Exercise until xx:40

Your choice of exercises here (decide what is most interesting to you): https://coderefinery.github.io/testing/test-design/

Write your thoughts and answers below.

Poll (multi-choice):

  • I am done: oo
  • I'm not trying:
  • needed more time:o
  • good exercise: ooo
  • needs improvement:
  1. In design 8, is the idea to use repetitive-test.txt as the well-defined test-input or should we have another file for test definition and then use repetitive-test.txt as the "real world scenario"? And would a reasonable solution include a file such as non-repetitive-test.txt as the correct result?

    • My interpertation is that repititive-test.txt is the sample input. And yeah, including pairs of (input, expected_output) would make sense for this. Run through each pair, run on the input, compare to the output. Some inputs are hand-made to have a known output, some could be long and random and only for regression tests.
  2. I am wondering if design test would also include assuming the user to have the correct behaviors. For example, in Exercise Design 1, it assumes that n is a number, while the user could potentially pass a string to n, like drop all or rm *.

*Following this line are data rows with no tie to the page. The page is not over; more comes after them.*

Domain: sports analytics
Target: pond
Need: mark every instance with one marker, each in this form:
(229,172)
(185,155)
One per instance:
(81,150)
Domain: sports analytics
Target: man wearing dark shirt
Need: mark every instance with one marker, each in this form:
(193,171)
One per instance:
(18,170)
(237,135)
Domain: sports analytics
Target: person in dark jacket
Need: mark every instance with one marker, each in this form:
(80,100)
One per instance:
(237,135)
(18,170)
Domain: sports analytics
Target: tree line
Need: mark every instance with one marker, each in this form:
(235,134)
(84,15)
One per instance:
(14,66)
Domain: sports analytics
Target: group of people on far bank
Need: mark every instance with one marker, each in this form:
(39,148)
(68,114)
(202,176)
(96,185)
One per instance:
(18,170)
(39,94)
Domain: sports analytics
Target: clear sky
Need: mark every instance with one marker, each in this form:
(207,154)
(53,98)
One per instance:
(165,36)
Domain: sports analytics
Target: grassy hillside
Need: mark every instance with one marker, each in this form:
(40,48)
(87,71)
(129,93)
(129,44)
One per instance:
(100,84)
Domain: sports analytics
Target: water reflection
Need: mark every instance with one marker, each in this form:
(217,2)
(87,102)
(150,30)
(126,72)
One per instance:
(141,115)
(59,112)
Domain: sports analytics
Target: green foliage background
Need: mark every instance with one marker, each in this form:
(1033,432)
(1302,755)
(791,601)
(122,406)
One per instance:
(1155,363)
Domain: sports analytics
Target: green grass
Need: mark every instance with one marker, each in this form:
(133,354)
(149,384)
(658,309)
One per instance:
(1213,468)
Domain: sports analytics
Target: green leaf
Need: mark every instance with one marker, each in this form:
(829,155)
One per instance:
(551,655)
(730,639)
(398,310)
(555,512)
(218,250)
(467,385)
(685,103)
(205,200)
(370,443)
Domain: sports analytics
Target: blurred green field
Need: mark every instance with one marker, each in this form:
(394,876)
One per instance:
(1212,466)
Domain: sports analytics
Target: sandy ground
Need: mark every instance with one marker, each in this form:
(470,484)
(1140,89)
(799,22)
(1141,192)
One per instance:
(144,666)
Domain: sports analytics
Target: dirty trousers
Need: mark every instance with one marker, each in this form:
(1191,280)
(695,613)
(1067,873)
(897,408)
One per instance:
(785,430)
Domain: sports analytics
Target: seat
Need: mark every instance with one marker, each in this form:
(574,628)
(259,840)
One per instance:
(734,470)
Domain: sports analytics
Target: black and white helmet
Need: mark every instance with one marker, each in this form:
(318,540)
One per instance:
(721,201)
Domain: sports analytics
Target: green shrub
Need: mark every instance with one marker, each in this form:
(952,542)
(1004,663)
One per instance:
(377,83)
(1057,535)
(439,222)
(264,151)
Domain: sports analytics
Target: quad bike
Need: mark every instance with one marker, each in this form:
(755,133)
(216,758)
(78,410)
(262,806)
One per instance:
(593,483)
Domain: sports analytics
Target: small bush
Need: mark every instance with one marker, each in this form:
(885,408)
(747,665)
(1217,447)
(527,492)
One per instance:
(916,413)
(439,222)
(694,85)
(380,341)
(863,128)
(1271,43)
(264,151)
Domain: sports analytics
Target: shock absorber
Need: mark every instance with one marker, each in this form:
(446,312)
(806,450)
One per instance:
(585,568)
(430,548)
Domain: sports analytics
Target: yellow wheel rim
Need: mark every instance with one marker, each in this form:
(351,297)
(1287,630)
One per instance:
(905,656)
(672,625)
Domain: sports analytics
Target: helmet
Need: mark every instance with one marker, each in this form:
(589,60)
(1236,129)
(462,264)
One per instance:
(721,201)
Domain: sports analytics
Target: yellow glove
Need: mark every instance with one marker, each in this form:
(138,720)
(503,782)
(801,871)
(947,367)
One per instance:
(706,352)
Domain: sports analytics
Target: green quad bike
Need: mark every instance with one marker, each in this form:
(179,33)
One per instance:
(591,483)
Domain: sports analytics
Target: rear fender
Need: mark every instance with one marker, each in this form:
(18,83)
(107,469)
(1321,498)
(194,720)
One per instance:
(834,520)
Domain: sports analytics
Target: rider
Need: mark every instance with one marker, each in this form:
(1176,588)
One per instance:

    • Good question! In this case, I am confident the function will raise an exception when it doesn't have a number, which might be good enough for me.
    • Also, It would be reasonable to make a test that verifies the function raises an exception when it's not a number.
    • And assertion if you want a nicer error message than the TypeError you would get.
  3. Following Question 27, but in a more general perspective, how could the developer code in a way to prevent users with bad intentions? For example, the user intentionally gives inputs like rm * or drop all tables.

    • This gets to the topic of security, and a big deal. If you have user input and there are security concerns, you want to be very careful in validating input.
    • Assertions about the input, ensuring that interpreted elements are not arbitrary (log4j bug...) and similar things.
    • ... though I wouldn't use assert here if it was Python, to me that is stuff that doesn't happen. python -O will remove assertions.
      • Would you use assertions to define ensure input type of a function? Or how would you handle it?
  4. In design 4, I don't understand the input to the test function, the monkeypatch. It is an object from another module? I understand the concept of monkeypatching but not the implementation.

    • This is a pytest convention, and is not obvious by any means. This is a "fixture" which provides some feature. In this case, it says "set max_temperature on reactor to 100 and undo it when the function is done".
  5. With these test functions don't you have the risk that you might not find a good (anti)example and then the test itself fails? In other words, that there is a bug but, with the examples you choose you don't find it.

    • Yes, that is always an issue. In principle you try to write your tests as general as possible. If you find a new bug, you extend your tests to cover that bug (or write a new test that checks for exactly that bug). Yes, tests are not a foolproof way to avoid bugs, but they commonly help in maintaining code quality and they particularily help in keeping functionality stable (i.e. they make it less likely, that a change breaks code depending on the tested functionality)
  6. Ideas for testing randomness?

    • Do statistical tests
    • Check what is know about the distribution, i.e. dice roll is integer and >=1 and <=6
    • Drive the distribution to one extreme that can be known.
    • Since we don't ever have true randomness, use some way to "fix" the randomness and calculate your results with those "random" numbers.
  7. If a function operates with numerical inputs/outputs, then I suppose that the best way to test it is just to plot its outputs for a wide range of inputs.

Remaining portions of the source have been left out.